The Smart Cities Council defines a smart city as one that “uses information and communications technology to enhance its livability, workability, and sustainability.” There are a number of processes involved in this, from data collection to data management and data analytics.
The most important role that data collection, management, and analytics play in the work of local government management is to drive “good” decision making. This includes making operations more efficient, improving service delivery, and having an overall positive impact on community quality of life.
The benefits of applying smart cities technology to the water and energy sectors includes such benefits as resiliency of critical operations, cost savings, and responsive services. These are common benefits regardless of the sector. The specific benefits of applying smart cities technology to the water and energy sector include:
- Achieving climate, energy, and sustainability goals.
- Addressing challenges related to aging infrastructure and the infrastructure financing gap.

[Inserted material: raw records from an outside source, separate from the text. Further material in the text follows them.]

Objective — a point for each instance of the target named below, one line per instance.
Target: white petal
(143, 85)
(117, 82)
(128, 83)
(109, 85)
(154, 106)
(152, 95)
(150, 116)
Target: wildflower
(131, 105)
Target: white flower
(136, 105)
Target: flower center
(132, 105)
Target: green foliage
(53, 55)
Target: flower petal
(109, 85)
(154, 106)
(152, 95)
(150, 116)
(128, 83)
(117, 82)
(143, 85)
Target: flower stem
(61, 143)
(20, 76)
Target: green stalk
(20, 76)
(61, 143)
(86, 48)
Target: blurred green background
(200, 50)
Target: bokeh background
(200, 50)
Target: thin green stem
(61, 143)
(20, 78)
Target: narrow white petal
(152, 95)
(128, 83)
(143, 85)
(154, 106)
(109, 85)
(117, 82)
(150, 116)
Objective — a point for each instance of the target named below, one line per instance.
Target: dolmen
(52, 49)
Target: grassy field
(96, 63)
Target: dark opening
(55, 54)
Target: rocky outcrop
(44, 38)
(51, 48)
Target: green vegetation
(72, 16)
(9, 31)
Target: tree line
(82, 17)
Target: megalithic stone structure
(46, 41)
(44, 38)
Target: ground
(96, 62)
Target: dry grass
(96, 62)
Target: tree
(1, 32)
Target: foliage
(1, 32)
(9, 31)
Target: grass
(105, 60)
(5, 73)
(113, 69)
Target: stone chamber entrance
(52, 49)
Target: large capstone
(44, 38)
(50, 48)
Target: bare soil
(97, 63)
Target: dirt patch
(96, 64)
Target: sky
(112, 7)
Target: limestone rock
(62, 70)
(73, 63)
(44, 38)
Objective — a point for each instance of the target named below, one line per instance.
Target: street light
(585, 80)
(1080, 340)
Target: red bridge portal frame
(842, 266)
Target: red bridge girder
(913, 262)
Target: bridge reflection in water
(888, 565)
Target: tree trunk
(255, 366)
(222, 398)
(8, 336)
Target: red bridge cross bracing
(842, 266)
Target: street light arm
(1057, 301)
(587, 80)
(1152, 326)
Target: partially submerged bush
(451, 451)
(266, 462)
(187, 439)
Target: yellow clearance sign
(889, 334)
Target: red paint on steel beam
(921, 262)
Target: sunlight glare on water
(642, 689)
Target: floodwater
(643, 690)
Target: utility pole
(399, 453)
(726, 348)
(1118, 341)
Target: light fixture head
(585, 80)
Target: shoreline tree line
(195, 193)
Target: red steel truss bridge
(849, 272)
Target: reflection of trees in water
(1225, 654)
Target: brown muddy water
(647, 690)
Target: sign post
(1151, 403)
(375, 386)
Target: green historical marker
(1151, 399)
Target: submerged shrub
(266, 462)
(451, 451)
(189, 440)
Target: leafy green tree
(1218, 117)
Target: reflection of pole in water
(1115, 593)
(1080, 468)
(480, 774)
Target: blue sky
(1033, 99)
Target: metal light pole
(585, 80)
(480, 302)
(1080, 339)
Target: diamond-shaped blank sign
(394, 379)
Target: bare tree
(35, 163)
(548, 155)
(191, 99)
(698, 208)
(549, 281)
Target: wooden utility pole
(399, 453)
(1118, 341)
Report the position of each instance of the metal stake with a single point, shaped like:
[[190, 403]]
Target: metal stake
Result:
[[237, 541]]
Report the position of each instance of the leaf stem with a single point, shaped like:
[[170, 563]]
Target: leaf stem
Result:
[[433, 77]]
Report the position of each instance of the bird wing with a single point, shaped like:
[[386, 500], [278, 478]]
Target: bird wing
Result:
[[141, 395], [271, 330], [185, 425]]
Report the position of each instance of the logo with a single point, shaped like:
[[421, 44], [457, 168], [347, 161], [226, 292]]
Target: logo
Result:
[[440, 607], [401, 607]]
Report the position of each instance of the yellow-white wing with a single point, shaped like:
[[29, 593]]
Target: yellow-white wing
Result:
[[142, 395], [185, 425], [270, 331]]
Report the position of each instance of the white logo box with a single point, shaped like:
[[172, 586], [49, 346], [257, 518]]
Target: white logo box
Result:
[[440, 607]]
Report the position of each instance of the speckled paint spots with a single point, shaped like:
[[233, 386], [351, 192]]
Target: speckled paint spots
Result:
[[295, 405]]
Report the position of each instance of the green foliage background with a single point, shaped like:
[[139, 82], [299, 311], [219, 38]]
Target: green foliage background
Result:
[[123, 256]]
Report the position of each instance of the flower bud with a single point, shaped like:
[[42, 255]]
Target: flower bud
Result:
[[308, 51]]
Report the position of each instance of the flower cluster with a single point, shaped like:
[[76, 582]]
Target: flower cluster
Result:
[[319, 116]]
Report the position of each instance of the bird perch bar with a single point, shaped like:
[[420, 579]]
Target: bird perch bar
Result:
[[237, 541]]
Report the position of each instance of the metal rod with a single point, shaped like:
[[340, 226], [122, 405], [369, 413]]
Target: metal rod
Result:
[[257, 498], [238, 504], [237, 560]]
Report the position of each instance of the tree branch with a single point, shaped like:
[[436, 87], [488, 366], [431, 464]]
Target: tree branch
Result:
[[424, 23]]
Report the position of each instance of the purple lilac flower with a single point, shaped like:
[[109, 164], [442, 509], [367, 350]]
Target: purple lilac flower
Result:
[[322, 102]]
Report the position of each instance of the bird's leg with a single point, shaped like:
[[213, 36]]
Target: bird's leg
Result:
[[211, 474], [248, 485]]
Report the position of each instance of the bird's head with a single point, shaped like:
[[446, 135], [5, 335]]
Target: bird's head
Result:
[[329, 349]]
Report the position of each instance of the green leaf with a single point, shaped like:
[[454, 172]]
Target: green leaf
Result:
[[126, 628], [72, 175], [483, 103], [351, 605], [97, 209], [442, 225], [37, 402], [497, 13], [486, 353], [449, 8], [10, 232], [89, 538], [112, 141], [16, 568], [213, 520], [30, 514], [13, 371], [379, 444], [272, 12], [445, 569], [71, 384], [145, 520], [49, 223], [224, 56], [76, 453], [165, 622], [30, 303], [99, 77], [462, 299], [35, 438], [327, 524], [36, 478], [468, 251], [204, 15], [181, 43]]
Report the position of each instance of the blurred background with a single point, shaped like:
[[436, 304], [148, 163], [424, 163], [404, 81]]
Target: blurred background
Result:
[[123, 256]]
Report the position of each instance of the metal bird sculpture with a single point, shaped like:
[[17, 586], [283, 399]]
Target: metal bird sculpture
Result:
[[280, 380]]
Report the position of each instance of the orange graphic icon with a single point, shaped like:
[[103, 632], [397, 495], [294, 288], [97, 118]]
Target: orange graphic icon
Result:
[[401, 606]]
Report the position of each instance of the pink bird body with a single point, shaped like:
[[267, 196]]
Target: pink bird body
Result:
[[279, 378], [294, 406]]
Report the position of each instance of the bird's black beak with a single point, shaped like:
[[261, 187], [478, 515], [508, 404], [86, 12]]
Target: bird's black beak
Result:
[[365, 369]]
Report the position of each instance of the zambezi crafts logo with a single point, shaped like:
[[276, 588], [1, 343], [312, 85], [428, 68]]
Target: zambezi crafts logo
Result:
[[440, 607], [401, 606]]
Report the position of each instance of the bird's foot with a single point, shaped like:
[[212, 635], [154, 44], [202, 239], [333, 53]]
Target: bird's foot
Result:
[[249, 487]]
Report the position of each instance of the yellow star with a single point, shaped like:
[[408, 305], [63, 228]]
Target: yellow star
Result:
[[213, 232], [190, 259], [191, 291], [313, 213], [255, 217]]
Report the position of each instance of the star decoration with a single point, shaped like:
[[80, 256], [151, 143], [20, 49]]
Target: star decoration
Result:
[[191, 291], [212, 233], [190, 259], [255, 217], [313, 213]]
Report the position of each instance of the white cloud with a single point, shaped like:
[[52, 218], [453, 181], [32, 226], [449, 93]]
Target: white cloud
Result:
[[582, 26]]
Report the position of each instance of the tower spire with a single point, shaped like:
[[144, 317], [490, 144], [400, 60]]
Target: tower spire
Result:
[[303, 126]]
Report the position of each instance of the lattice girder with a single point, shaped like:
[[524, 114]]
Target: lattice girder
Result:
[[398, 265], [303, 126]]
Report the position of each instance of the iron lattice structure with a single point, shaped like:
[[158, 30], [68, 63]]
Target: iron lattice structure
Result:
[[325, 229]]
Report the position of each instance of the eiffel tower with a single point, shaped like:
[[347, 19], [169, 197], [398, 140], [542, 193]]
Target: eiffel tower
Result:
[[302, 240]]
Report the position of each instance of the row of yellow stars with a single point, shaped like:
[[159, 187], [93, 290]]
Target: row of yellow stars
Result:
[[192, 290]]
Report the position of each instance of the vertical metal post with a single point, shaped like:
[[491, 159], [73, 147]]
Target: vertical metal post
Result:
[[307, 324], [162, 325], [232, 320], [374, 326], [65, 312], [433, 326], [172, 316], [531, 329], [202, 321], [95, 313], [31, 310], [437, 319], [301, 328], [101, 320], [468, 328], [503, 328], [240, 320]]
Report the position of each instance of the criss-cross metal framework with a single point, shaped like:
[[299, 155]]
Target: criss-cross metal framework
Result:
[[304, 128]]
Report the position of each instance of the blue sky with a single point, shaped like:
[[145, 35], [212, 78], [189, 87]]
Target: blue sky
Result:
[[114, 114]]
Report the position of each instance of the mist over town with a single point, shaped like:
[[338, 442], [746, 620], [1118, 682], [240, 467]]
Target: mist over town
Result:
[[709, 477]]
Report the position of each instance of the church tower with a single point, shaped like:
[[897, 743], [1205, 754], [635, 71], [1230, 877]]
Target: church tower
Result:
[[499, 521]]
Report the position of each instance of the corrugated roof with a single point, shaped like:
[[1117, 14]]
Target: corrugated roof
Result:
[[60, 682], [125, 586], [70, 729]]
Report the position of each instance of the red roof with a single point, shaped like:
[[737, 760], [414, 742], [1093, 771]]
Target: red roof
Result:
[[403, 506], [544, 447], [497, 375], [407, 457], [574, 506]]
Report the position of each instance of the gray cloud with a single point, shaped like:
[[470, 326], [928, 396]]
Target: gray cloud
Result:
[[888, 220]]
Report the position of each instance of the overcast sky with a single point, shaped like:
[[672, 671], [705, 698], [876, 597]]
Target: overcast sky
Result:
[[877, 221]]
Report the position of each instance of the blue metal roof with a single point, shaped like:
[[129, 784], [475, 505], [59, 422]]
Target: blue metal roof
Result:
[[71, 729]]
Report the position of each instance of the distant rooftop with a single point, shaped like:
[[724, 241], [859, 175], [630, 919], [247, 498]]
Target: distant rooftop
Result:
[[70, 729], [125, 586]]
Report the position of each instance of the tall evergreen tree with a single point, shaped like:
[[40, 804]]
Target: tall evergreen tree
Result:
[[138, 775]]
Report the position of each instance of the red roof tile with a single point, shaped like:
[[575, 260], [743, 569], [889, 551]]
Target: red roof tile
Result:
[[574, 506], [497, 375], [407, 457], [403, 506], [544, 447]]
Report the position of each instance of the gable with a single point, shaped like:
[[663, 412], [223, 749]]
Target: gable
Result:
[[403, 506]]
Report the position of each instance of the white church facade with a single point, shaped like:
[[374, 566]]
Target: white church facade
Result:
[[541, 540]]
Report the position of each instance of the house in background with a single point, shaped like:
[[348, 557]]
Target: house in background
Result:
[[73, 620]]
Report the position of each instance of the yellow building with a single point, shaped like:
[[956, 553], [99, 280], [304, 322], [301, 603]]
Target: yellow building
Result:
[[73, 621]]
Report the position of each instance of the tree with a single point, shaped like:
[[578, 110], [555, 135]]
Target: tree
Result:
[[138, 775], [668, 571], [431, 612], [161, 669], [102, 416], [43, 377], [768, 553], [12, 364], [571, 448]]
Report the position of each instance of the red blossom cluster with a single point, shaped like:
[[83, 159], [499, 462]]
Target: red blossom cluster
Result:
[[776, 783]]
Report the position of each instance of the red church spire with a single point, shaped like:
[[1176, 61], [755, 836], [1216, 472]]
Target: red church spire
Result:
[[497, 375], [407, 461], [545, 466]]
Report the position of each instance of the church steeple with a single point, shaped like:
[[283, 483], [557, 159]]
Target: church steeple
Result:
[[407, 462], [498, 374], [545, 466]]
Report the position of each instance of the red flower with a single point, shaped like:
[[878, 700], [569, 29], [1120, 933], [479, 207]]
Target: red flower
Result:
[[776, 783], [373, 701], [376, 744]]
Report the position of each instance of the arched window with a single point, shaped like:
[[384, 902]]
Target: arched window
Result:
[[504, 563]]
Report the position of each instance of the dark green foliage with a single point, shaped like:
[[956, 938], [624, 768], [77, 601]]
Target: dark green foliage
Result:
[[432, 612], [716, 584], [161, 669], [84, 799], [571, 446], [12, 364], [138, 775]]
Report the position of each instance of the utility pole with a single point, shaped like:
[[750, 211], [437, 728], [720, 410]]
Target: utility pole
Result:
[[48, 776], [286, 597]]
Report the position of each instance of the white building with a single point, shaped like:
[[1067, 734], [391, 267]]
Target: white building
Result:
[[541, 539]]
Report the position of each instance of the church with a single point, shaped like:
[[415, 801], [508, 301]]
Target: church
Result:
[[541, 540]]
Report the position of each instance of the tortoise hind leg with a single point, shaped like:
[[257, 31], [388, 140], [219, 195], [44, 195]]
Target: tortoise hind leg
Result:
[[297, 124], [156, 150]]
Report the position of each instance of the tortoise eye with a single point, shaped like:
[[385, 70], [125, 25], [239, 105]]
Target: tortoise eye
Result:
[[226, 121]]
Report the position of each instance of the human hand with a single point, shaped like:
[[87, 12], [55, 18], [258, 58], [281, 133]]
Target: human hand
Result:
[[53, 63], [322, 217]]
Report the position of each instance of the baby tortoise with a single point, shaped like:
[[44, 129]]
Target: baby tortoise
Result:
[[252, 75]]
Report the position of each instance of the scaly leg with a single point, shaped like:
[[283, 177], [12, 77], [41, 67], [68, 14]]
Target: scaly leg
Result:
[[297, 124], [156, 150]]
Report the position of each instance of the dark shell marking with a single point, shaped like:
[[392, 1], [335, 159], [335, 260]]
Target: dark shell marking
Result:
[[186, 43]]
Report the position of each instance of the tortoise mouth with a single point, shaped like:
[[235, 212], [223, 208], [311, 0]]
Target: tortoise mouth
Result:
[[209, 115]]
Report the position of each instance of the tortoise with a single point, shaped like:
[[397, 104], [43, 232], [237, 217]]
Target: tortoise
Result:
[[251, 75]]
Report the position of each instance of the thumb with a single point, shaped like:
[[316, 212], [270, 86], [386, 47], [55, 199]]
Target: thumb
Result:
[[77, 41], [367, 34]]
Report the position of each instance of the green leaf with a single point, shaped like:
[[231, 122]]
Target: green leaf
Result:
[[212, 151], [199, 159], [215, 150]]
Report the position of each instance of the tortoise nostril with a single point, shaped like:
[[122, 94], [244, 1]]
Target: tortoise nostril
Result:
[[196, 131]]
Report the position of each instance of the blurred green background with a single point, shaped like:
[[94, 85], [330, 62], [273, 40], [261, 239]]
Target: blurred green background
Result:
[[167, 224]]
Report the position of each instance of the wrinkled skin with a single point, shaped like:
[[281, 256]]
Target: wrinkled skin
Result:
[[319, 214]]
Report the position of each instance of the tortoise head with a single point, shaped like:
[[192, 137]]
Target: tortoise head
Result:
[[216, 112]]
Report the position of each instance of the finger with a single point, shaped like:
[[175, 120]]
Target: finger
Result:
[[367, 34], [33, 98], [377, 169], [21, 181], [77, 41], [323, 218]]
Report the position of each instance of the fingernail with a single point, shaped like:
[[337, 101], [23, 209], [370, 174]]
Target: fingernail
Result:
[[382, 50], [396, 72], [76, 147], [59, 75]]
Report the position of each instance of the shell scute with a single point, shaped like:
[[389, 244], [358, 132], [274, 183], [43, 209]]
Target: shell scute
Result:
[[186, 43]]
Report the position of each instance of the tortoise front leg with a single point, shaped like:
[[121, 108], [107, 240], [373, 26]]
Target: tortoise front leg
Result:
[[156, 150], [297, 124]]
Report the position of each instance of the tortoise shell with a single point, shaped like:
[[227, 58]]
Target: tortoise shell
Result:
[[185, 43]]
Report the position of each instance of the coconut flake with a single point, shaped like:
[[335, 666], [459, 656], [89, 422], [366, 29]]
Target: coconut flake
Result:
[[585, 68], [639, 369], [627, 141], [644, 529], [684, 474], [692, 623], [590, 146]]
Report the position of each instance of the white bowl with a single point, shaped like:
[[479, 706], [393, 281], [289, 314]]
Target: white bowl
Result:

- Using the water-energy nexus to increase the efficiency in one sector that, in turn, can impact use and efficiencies in the other.
This report shows how smart cities technologies can achieve the general and specific benefits outlined above. It also discusses the benefits and barriers to smart cities technology deployment, smart cities grids and microgrids, smart and connected buildings, energy-efficient intelligent streetlights, and electrification of the transportation system, to name a few.
The key learning outlined in the report include the value of partnerships and requirements for technical training and expertise. The case studies showcase how each community approached applying smart cities technologies to achieve priorities, manage resources, and maintain or grow infrastructure, including the challenges and learning for each community. These examples are based on interviews with staff from the respective communities.
The value of this report is not only the technical information provided but also the understanding of how smart cities technology can be applied in real-life situations.